Today’s quote about the Bible is from William P. White. He said: “The Bible is a harp with a thousand strings. Play on one to the exclusion of its relationship to the others, and you will develop discord. Play on all of them, keeping them in their places in the divine scale, and you will hear heavenly music all the time.”

Our topic for today is titled: “Humanity’s Relationship with Humankind (Part 1)” from the book, “The Promise and the Blessing” by Dr. Michael A. Harbin.

The second relationship that was broken at the Fall is that of individual human beings with one another. Again, we can only infer bits and pieces regarding the original relationship of the members of the human race. We are not given much information about the period between the creation of the first couple and the Fall. Moreover, although God had commanded Adam and Eve to procreate, the Fall occurred before any children had been born. As a result, the pre-Fall discussion that we have in the Bible concerns only Adam and Eve.

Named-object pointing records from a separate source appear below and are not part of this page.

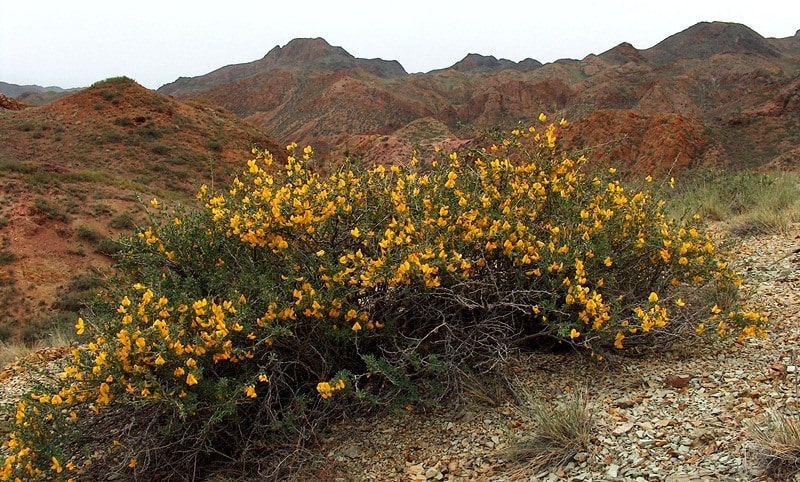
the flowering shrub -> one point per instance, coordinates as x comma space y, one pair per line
291, 290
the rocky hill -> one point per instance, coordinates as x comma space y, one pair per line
714, 94
78, 171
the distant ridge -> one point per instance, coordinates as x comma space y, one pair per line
489, 63
706, 39
299, 53
14, 90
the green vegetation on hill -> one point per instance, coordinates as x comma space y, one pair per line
291, 296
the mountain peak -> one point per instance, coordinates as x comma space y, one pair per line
622, 54
489, 63
706, 39
304, 50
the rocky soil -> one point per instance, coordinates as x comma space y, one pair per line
680, 415
677, 416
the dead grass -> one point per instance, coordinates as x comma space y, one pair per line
749, 203
16, 350
559, 431
776, 444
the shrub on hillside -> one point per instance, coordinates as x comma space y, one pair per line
250, 318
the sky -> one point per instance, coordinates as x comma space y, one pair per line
76, 43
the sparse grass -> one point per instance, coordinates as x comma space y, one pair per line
559, 432
776, 444
750, 202
122, 221
50, 209
88, 234
14, 350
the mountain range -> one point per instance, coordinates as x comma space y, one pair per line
715, 94
75, 166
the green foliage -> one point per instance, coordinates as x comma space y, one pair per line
88, 234
122, 221
243, 323
750, 202
50, 209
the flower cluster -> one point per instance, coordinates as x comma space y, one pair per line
238, 310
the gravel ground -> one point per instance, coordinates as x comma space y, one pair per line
675, 416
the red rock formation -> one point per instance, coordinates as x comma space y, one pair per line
11, 104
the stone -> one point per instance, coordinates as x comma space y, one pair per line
622, 429
678, 381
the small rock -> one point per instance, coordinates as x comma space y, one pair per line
353, 451
678, 381
622, 429
432, 473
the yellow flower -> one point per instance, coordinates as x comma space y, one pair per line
324, 389
79, 326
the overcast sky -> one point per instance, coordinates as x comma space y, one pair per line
75, 43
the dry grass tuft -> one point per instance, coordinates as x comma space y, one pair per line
776, 444
559, 431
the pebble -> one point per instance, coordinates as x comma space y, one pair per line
645, 429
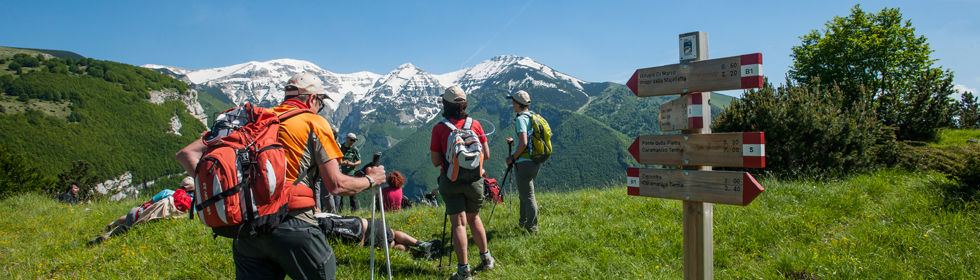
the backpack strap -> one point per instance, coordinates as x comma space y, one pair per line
293, 113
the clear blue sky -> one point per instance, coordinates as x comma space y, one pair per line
593, 40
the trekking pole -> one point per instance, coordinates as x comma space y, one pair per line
384, 231
443, 237
510, 151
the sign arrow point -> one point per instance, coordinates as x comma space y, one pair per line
634, 149
750, 188
633, 83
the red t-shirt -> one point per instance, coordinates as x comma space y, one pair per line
440, 135
393, 198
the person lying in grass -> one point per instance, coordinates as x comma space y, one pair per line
353, 229
165, 204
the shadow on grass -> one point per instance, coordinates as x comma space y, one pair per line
960, 196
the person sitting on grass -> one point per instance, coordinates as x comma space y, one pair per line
71, 195
353, 229
165, 204
393, 192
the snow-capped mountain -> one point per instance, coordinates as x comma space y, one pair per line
492, 71
262, 82
406, 97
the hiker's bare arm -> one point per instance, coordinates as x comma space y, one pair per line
188, 156
436, 159
343, 185
486, 151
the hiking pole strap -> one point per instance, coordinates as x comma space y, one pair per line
384, 231
220, 196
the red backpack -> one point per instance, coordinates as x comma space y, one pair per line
241, 178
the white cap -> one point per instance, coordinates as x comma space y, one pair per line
308, 82
521, 97
454, 94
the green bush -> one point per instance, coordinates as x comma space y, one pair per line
808, 131
18, 175
911, 155
969, 176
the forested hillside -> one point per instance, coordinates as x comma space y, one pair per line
54, 112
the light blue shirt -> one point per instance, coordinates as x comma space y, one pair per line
523, 124
163, 195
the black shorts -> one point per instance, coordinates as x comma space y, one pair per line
378, 237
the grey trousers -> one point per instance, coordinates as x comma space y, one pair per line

What we can infer is that there was a complementary hierarchy of the members of the human race that was to expand as the race expanded. Adam named Eve, and Eve was to help him. Eve complemented Adam in that she was a helper totally appropriate for him (as the KJV translates it, “an help meet for him”). This suggests that even as they were created in their finiteness, both Adam and Eve had certain strengths (and thus, conversely, what we might now call weaknesses, which in the original couple would perhaps be better termed “finite limitations”) that complemented each other.

Based on the relationship between Adam and Eve, we might draw the inference that as humankind was to expand into a world-ruling hierarchy, each person would have a position of authority within it that would be in perfect accordance with his or her abilities. As the population grew in this scenario, the size of the “garden” would also grow. Furthermore, it would appear that in such a world each person’s desires and goals would be in accordance with his or her abilities.

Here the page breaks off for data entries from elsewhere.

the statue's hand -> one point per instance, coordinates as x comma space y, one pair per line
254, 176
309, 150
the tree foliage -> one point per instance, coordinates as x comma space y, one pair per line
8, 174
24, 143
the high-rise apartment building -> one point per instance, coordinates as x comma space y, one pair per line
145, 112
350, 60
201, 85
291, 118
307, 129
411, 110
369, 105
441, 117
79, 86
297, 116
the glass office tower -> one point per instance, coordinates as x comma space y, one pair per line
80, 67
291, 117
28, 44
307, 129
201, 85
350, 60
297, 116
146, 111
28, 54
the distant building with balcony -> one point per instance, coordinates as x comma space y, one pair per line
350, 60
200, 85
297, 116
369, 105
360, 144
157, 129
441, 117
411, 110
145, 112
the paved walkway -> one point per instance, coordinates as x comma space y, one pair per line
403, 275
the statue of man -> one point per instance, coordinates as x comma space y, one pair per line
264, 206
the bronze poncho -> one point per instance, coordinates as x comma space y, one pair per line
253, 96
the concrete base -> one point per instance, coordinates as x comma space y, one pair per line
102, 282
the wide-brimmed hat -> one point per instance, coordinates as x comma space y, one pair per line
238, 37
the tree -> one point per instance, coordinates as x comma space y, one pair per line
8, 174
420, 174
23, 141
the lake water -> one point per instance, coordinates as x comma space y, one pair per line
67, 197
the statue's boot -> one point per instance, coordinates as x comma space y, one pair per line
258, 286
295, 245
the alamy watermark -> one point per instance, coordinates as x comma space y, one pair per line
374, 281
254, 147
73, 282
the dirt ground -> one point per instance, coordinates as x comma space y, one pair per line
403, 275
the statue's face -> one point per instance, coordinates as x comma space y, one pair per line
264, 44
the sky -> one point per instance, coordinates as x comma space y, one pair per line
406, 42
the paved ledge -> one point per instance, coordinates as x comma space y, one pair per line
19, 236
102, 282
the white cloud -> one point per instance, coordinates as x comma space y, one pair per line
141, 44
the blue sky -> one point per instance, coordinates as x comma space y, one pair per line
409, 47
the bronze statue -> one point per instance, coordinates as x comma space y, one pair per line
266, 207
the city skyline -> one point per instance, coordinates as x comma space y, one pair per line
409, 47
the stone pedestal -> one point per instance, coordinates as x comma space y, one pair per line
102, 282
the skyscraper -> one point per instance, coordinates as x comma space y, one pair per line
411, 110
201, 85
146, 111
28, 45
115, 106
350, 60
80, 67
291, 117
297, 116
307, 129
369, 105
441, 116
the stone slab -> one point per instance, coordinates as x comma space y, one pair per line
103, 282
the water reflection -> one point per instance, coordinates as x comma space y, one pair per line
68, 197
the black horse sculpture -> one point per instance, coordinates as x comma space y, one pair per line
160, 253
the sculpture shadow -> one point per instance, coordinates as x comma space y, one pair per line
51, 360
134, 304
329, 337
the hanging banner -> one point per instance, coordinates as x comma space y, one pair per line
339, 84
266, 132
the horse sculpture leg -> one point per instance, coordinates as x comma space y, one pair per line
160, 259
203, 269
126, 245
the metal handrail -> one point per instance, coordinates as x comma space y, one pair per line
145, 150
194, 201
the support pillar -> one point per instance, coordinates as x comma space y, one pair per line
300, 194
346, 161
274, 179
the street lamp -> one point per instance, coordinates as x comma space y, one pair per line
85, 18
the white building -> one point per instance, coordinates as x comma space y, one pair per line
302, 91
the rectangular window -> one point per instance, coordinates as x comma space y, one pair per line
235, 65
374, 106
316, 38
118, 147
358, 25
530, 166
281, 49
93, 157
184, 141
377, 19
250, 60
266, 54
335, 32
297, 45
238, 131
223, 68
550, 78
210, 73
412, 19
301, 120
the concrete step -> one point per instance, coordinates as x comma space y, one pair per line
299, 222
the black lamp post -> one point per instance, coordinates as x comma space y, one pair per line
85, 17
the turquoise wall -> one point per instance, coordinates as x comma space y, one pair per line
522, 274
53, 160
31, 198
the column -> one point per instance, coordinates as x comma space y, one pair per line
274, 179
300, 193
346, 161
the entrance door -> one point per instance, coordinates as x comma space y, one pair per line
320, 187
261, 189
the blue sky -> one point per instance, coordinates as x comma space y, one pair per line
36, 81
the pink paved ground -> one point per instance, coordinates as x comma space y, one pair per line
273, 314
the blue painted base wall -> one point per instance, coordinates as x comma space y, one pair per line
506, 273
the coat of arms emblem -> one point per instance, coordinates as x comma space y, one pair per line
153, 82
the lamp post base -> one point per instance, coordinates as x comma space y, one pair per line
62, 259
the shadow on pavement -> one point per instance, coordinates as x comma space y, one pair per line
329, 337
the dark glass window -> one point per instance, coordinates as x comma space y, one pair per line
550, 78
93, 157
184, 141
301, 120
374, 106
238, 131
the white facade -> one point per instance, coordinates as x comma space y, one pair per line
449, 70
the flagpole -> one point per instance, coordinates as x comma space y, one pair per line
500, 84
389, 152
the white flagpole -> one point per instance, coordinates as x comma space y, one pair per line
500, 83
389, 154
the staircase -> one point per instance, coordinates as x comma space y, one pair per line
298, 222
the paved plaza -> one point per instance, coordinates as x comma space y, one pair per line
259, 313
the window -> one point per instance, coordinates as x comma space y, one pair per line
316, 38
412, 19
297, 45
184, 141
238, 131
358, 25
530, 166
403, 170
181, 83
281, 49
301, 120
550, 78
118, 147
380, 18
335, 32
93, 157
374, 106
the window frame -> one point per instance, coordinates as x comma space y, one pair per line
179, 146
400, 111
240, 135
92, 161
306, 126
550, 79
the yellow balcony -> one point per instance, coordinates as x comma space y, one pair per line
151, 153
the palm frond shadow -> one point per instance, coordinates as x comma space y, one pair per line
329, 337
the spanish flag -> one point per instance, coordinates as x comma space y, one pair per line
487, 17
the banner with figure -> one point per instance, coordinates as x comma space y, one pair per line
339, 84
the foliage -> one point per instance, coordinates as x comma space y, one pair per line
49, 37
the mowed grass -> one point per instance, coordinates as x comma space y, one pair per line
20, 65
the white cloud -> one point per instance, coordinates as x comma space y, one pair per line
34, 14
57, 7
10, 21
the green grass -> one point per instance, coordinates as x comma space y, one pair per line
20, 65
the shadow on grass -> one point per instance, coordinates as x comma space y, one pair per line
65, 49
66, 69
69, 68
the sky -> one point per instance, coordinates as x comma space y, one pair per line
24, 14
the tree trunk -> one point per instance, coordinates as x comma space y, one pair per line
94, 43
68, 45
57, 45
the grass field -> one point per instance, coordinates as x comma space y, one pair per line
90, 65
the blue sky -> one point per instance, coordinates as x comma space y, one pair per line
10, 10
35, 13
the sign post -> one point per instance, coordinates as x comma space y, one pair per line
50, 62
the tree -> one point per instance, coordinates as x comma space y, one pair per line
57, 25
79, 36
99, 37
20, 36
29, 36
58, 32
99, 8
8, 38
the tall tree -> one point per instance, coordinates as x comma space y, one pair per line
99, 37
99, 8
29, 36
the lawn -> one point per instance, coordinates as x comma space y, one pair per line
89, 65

All this changed after the Fall. We see it first as Adam and Eve try to pass the blame on to each other. God asked Adam whether he had eaten from the tree, and Adam blamed the woman whom God made. When God asked Eve, she in turn pointed the finger at the serpent. The consequences of the Fall are announced in the curse when God addressed Eve: “I will greatly multiply thy sorrow and thy conception; in sorrow thou shalt bring forth children; and thy desire shall be to thy husband, and he shall rule over thee.” Two relationships are affected here, that of mother and child and that of husband and wife.